Dedicated hodlers increase in number
A significant purge of active Bitcoin wallets is a common occurrence during major sell-off events as well as in early bear markets, according to Glassnode. However, the severity of the exodus has been diminishing since the bear market of 2018, indicating that “there is an increasing level of resolve amongst the average Bitcoin participant,” Glassnode said.
During the most recent reduction in the number of addresses with a non-zero balance, only 1% of the Bitcoin addresses purged their holdings entirely as compared to 2.8% between April and May 2021, and the whopping 24% that did the same between January to March of 2018.
While on-chain activity for Bitcoin remains muted and solidly in bear-market territory, the most dedicated Bitcoin holders continue to hold the line and will likely continue to do so until the market turmoil subsides and a floor in the BTC price is established.
A return to best Bitcoin practices
The ethos of “not your keys, not your crypto” is once again gaining traction in the crypto community as traders have been withdrawing their tokens from exchanges at a frantic pace. The collapse of the Terra ecosystem, the potential insolvency of Celsius and the implosion of Three Arrows Capital have all served as a stark reminder that crypto is intended to be stored in cold storage.
Since March 2020, the number of Bitcoin held on exchanges has declined from 3.15 million to 2.4 million.
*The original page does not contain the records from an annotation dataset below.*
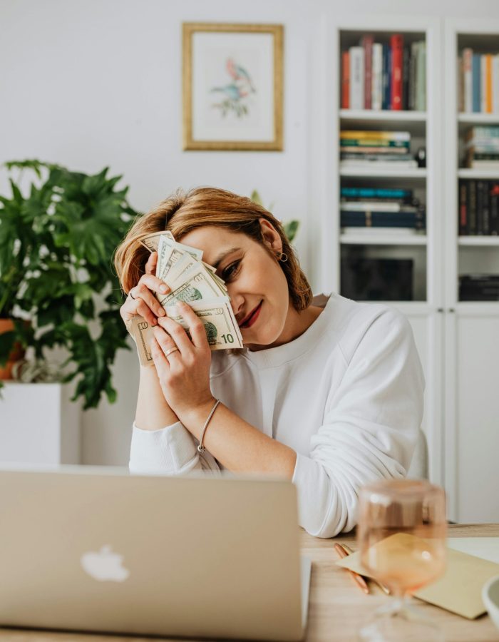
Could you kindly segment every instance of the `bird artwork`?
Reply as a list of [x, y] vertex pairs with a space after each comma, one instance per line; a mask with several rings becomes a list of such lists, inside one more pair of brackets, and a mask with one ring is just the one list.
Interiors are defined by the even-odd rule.
[[230, 112], [235, 113], [238, 118], [242, 118], [249, 113], [249, 96], [256, 93], [257, 90], [248, 71], [238, 65], [234, 58], [227, 58], [225, 69], [230, 80], [225, 85], [210, 89], [212, 93], [221, 94], [220, 101], [214, 103], [212, 106], [219, 109], [224, 118]]

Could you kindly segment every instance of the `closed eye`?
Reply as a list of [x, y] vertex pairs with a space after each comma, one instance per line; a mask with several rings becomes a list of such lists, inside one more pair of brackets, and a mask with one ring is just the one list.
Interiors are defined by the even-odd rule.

That’s a total outflow of 750,00 BTC, with 142,500 of that total occurring in the past three months.
With platforms like Celsius halting withdrawals and smaller exchanges beginning to put limits on the amount that users can remove, the desire to regain personal control of crypto assets has become a top concern for holders.
This can actually be seen as a positive for prices in the long term as the likelihood of further capitulation decreases when tokens are locked in cold storage and not readily available to sell on exchanges.
Related: With the bear market in full throttle, crypto derivatives retain their popularity
Retail starts to gain interest
Another encouraging development amid the worst month in Bitcoin history is an increasing interest from wallets holding less than 1 BTC, which are more likely to represent the retail cohort of the crypto market.
These so-called “shrimp” wallets have been eagerly scooping up low-priced Bitcoin to the tune of 60,460 BTC per month according to Glassnode, which is “the most aggressive rate in history.”
Even with crypto in a bear market, several underlying metrics including a dedicated cohort of crypto hodlers and rising interest from smaller retail buyers suggest that calls for the death of Bitcoin are once again premature.